This is Twitch asking for a master playlist file using the HLS protocol. The .m3u8 file extension is the giveaway — it’s part of how HLS organizes video streaming. What’s cool is that the URL includes a massive token, likely encoding session info, user permissions, stream context, and maybe even playback settings. It’s clearly meant to be secure and specific to each viewer.

The domain ttvnw.net is Twitch’s CDN domain, and use15 probably refers to a regional edge (U.S. East 15 or similar). This tells me Twitch is using a geographically distributed playlist system — so when you watch a stream, your client fetches video instructions from the nearest edge server to reduce latency and improve reliability.

The playlist request itself is just a regular HTTP GET, which makes it CDN- and browser-friendly.

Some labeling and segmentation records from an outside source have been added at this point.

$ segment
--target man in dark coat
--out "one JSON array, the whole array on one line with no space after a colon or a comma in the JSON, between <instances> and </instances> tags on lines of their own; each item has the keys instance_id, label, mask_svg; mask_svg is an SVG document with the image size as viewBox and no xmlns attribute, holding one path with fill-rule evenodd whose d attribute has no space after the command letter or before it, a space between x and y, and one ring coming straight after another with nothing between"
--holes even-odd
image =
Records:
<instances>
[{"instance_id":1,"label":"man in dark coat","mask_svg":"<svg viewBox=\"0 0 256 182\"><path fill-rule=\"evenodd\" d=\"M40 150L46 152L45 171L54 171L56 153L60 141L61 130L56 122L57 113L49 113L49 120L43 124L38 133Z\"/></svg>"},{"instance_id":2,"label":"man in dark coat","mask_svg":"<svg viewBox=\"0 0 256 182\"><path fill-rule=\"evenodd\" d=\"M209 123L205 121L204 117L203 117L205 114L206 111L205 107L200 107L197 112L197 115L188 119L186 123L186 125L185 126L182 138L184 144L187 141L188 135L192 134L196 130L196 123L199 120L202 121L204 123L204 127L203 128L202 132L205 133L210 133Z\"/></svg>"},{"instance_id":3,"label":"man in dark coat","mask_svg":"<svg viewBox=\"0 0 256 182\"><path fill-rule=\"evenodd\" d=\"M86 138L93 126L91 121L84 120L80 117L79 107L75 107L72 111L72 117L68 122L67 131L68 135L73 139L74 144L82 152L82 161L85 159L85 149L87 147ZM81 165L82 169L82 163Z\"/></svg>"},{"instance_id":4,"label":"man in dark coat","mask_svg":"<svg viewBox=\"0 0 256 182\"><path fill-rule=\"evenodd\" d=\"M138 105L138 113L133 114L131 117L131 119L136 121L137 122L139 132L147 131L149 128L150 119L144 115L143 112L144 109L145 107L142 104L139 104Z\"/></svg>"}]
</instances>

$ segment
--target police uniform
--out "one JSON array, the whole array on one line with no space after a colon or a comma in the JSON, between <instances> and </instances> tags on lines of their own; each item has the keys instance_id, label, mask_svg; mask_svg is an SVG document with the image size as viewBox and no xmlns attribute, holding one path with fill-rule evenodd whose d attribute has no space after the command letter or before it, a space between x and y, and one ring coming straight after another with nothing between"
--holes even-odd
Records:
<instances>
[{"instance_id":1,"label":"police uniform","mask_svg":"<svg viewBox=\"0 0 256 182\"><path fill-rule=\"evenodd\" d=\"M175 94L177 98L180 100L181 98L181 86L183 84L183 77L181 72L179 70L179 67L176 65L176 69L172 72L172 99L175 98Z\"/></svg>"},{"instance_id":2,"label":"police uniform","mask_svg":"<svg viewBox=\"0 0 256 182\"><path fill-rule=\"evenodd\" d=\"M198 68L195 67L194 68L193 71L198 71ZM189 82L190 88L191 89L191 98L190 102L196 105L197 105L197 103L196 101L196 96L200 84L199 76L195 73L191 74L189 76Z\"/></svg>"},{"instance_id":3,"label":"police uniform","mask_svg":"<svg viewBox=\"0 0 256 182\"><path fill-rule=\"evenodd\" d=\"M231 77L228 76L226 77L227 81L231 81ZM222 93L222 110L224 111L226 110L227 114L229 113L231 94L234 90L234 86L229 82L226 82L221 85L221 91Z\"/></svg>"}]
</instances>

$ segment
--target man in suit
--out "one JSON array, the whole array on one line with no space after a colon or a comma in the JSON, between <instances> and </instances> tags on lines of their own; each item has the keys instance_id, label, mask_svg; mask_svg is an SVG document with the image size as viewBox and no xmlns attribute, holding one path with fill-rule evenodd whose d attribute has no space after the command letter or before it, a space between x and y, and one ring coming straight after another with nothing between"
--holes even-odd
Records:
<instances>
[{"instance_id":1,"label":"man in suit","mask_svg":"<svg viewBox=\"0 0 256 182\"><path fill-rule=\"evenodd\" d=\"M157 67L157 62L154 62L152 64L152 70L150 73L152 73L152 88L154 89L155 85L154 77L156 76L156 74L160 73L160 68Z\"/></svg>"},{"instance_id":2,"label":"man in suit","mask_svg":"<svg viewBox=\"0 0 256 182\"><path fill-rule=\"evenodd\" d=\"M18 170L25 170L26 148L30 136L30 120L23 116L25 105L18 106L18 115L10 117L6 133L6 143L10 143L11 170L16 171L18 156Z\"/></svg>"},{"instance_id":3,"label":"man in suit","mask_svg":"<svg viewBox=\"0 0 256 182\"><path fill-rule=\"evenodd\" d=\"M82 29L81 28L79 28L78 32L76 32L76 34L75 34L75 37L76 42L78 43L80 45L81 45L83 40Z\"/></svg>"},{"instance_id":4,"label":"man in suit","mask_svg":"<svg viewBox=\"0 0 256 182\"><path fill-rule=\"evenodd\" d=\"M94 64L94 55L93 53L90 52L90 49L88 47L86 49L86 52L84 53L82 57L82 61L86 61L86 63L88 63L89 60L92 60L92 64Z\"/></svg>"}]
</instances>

Once the client has this playlist, it knows how to grab the actual video segments — but I’ll get into that part next.

Response

The .m3u8 file Twitch requests is a playlist, not a video file itself. It’s a structured list of what video chunks to download and in what order. It’s part of the HLS format, which breaks streams into small segments (usually a few seconds each) that the client downloads one by one.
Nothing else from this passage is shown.